Raise your hand if you are surprised. I am not. The fact that I am no longer surprised by anything disturbs me.


----------



## csi-tech (Apr 13, 2013)

Anything with USNS in the prefix is not a warship. It is just a support platform. I don't care if you name those the USNS Richard Simmons or USNS Village People. Save real names, of real men and women who actually fight for the combatant vessels.


----------



## Boss Dog (Feb 8, 2013)

Hopefully, It'll sink as it slides off the dry-dock.


----------



## SDF880 (Mar 28, 2013)

Cheese N Rice! WTF! ???

My dad was WW2 Navy 18 years old sent to the south Pacific. He never ever spoke much about it i just saw the pain
in his eyes a few times and few stories of the Kamikazes and some terrible fires on the ship he was on. 

Dad and I never got along and he beat my ass to try to instill right from wrong and i hated him at times , most times but always respected
him and knew down deep the sacrifice he gave to contribute to our freedom while years later at the same age i cruised for chicks and loud rock N roll. 

We owe so much to these folks, my dad, your dad, and many others and now long gone! What the hell is going on? My blood boils daily anymore as
we have just about given up everything to F Ng PC well i say the hell with PC! 

I hope the USS Rainbows and Unicorns sinks right out of the gate and we stop and reflect on our proud traditions and stop this crazy $hit now!

Slippy is right! - The world had gone nuts!

Rant off!

G Nite all


----------



## Moonshinedave (Mar 28, 2013)

U.S.S.N. BEN DOVER (got a nice ring to it)


----------



## Camel923 (Aug 13, 2014)

This ships theme could be "a port in every hole and a hole in every port" with a crew of 175 when the ship returns it will have 87 couples and an odd man out.

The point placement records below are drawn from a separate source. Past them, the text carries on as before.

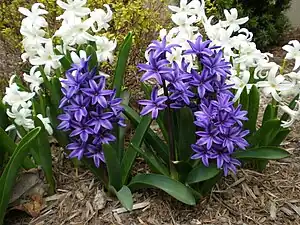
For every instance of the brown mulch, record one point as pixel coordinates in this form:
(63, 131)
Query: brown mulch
(271, 198)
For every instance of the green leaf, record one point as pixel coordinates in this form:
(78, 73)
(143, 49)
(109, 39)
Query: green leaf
(183, 168)
(65, 62)
(187, 136)
(292, 105)
(202, 173)
(9, 175)
(130, 153)
(168, 185)
(113, 167)
(100, 173)
(43, 148)
(125, 197)
(253, 109)
(120, 131)
(270, 153)
(153, 161)
(161, 116)
(4, 121)
(55, 92)
(157, 144)
(279, 138)
(269, 113)
(90, 51)
(59, 135)
(8, 145)
(244, 99)
(121, 64)
(45, 79)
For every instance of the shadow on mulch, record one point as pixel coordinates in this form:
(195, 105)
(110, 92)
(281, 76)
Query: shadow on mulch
(245, 199)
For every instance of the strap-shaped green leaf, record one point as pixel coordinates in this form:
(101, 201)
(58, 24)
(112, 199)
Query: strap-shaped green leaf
(266, 133)
(130, 154)
(269, 152)
(244, 99)
(55, 92)
(187, 136)
(269, 113)
(113, 167)
(100, 173)
(279, 138)
(65, 61)
(120, 131)
(91, 52)
(292, 105)
(42, 146)
(8, 145)
(168, 185)
(9, 175)
(253, 109)
(121, 64)
(4, 121)
(202, 173)
(157, 144)
(161, 119)
(155, 163)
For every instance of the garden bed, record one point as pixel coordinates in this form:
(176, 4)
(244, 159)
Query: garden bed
(247, 198)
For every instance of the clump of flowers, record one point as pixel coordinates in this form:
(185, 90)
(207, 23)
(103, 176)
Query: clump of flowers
(202, 88)
(90, 112)
(250, 66)
(45, 52)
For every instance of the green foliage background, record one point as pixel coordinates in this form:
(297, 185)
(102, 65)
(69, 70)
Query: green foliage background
(142, 17)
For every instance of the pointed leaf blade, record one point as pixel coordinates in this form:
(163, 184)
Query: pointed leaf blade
(113, 166)
(9, 175)
(270, 153)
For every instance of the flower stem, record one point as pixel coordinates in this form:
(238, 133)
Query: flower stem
(282, 67)
(170, 129)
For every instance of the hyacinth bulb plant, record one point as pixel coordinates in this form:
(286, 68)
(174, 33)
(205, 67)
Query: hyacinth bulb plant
(65, 93)
(205, 133)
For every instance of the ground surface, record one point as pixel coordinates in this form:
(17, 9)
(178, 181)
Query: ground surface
(248, 198)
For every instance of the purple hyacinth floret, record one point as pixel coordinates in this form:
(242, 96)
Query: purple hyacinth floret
(220, 132)
(90, 112)
(204, 90)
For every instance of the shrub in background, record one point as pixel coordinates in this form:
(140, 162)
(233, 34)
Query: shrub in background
(267, 19)
(141, 17)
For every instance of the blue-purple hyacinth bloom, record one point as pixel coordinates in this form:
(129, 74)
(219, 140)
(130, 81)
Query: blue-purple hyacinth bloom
(204, 90)
(90, 111)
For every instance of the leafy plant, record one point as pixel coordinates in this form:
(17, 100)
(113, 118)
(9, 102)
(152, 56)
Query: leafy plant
(204, 132)
(11, 169)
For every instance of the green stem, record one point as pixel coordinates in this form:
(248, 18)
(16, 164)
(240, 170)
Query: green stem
(170, 130)
(282, 67)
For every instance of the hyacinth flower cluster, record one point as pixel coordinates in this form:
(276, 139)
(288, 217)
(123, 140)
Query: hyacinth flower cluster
(250, 66)
(90, 112)
(201, 87)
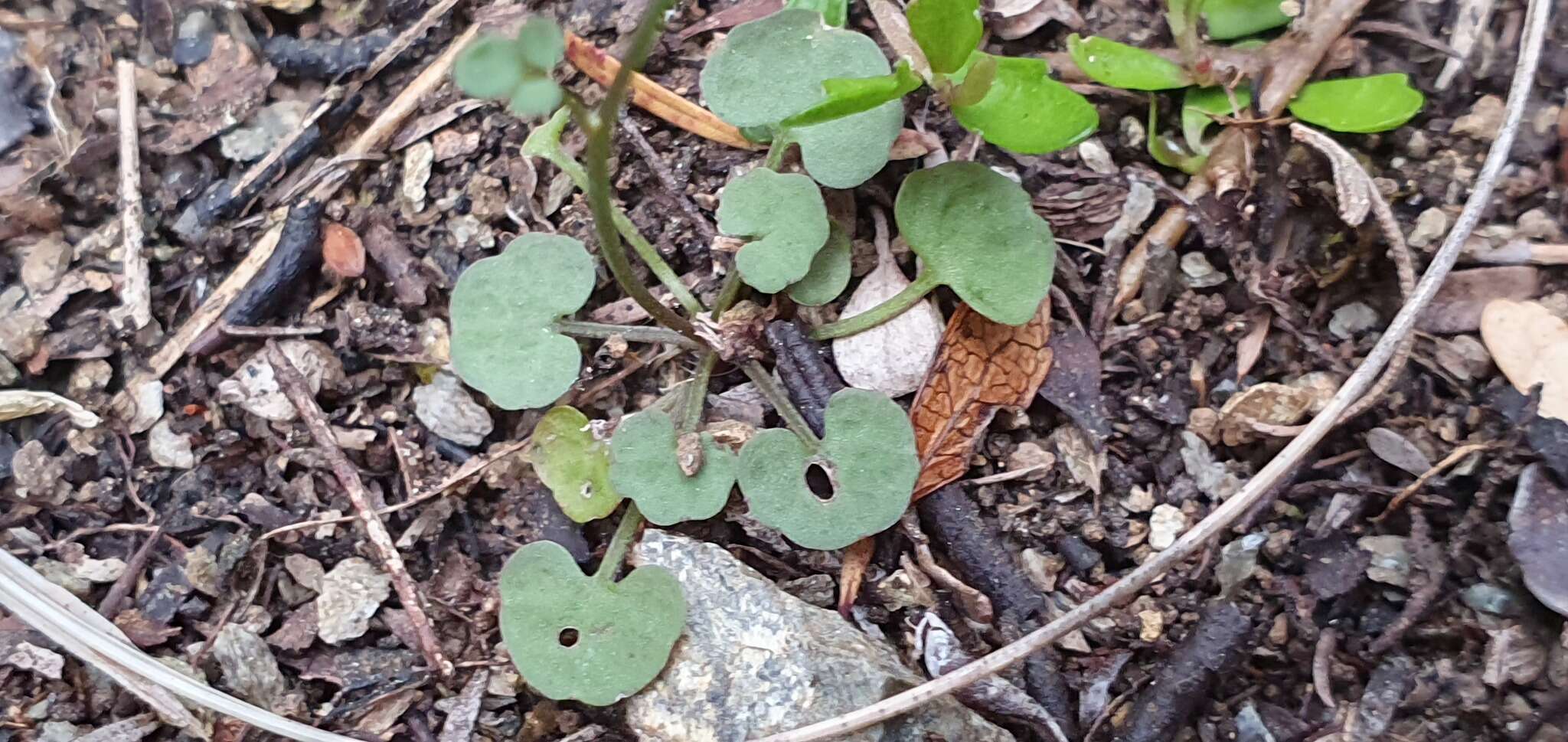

Ok too much bourbon tonight.


----------



## 1skrewsloose (Jun 3, 2013)

A little humor, I forget the movie, Chevy Chase gets put in jail, introduces himself, fellow inmate responds, "Ben Dover", nice to meet you Ben.


----------



## Illini Warrior (Jan 24, 2015)

there's going to be just a ton of crap for Trump to clean up - but an absolute INSULT to the military and the US in general - this needs to remedied ....


----------



## Slippy (Nov 14, 2013)

Slippy said:


> C'mon man, you be messin' with us?


I'm serious, is this for real?


----------



## Targetshooter (Dec 4, 2015)

If it's real , the Navy really sucks now , LMAO .


----------



## Illini Warrior (Jan 24, 2015)

Slippy said:


> I'm serious, is this for real?


this is actually old news - the announcement goes back like a year now .... just watch what else Obammy has in mind as a lasting insult - especially that Lame Duck period between November 8th & January 20th ....


----------



## Camel923 (Aug 13, 2014)

Targetshooter said:


> If it's real , the Navy really sucks now , LMAO .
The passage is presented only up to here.